The OIG plans to release audit reports with policy recommendations later this year and in early 2022, VanLandingham said.
The surge in telehealth use during the pandemic was historic, but the chill from the September 2020 health-care fraud takedown was real, said Harper.
The schemes at the center of the takedown involved the coordinated activities of telemarketing companies, telemedicine companies with access to willing doctors and providers, and sellers of durable medical equipment, genetic tests, and compound drugs.
In many ways, these were old-school fraud schemes, said Drobac. Telemarketers made contact with hundreds of thousands of Medicare beneficiaries through cold calls and internet pop-ups, and connected them with doctors who ordered unnecessary knee braces, genetics tests, or pain creams for them without anything more than a cursory phone call.

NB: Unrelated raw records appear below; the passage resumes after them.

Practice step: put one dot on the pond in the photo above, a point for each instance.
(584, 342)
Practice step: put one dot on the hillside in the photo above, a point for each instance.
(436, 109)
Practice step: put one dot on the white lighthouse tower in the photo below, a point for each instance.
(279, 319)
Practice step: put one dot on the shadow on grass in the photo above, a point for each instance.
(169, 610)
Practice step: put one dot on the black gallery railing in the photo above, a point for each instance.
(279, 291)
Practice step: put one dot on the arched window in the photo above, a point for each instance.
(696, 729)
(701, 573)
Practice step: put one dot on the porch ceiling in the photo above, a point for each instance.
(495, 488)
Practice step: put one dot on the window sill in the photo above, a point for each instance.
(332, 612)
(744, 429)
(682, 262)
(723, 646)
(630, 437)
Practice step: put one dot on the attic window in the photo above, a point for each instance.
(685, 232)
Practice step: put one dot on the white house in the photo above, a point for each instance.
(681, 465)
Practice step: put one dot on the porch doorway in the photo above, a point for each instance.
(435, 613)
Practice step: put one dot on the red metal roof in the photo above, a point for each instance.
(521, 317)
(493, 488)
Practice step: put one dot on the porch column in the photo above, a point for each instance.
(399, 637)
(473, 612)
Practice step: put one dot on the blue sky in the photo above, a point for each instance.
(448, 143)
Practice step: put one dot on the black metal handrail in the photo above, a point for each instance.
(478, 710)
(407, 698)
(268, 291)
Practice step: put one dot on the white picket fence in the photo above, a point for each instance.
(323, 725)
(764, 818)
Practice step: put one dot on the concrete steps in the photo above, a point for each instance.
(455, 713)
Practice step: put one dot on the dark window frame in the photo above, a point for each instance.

These schemes have been around for decades, and have nothing to do with legitimate telehealth practice, she said. They also took place before the Covid-19 pandemic, and before the regulatory changes that have made it so much easier to provide telehealth services.
“These schemes don’t involve billing for telehealth services, and shouldn’t even be seen as telehealth fraud,” Drobac said.
But that wasn’t the impression created on Capitol Hill, said Harper.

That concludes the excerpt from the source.